В Симферополе мы взяли такси.

— Полчаса катаемся по городу, затем — Форос, — распорядился Дмитрий. И назвал два симферопольских адреса.

До войны его мать жила в Симферополе, и он здесь родился. Эвакуировались они своевременно. Их дом остался цел, был цел и сейчас; сохранился и родильный дом, в котором Дмитрий Павлович Голубев криком оповестил мир о своем появлении на свет. У родильного дома мы остановились. Дмитрий вышел из машины и прошелся вдоль фасада. Серое непритязательное здание. Я нарочно не вышла с ним вместе, не стала мешать ему сосредоточиться на чем-то своем, о чем, наверное, а рассказать нельзя. Он был задумчив и скоро вернулся.
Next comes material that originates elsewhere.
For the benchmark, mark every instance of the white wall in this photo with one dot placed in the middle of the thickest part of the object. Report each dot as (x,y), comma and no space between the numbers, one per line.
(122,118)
— Ну и как? Почувствовал, что твои корни здесь?

— Еще нет, — сказал он с удивлением. — Отчего-то я не взволнован. Я совсем спокоен. Я черств, как чурбан.

— Папа, почему мама сказала, что ты родился в этом доме, а про меня сказала, что меня принес аист? Тебя кто родил? — спросил Петя.

— Меня родила моя мама, а твоя бабушка — баба Лида.

— А меня родил аист.

Я не стала его разубеждать. Мы пересекли реку Салгир, почти сухую, каменистое русло которой тысячи раз переходила Лидия Ивановна, сейчас — баба Лида, а в те годы — школьница, девчонка. Я не могла представить строгую, энергичную бабу Лиду девчонкой и школьницей. Лично мне те симферопольские улицы, по которым мы проезжали, напоминали Ташкент до землетрясения: глинобит еще не был заменен железобетоном, и одноэтажные дома в самом центре полуторамиллионного города были милы и провинциальны в своей непритязательности.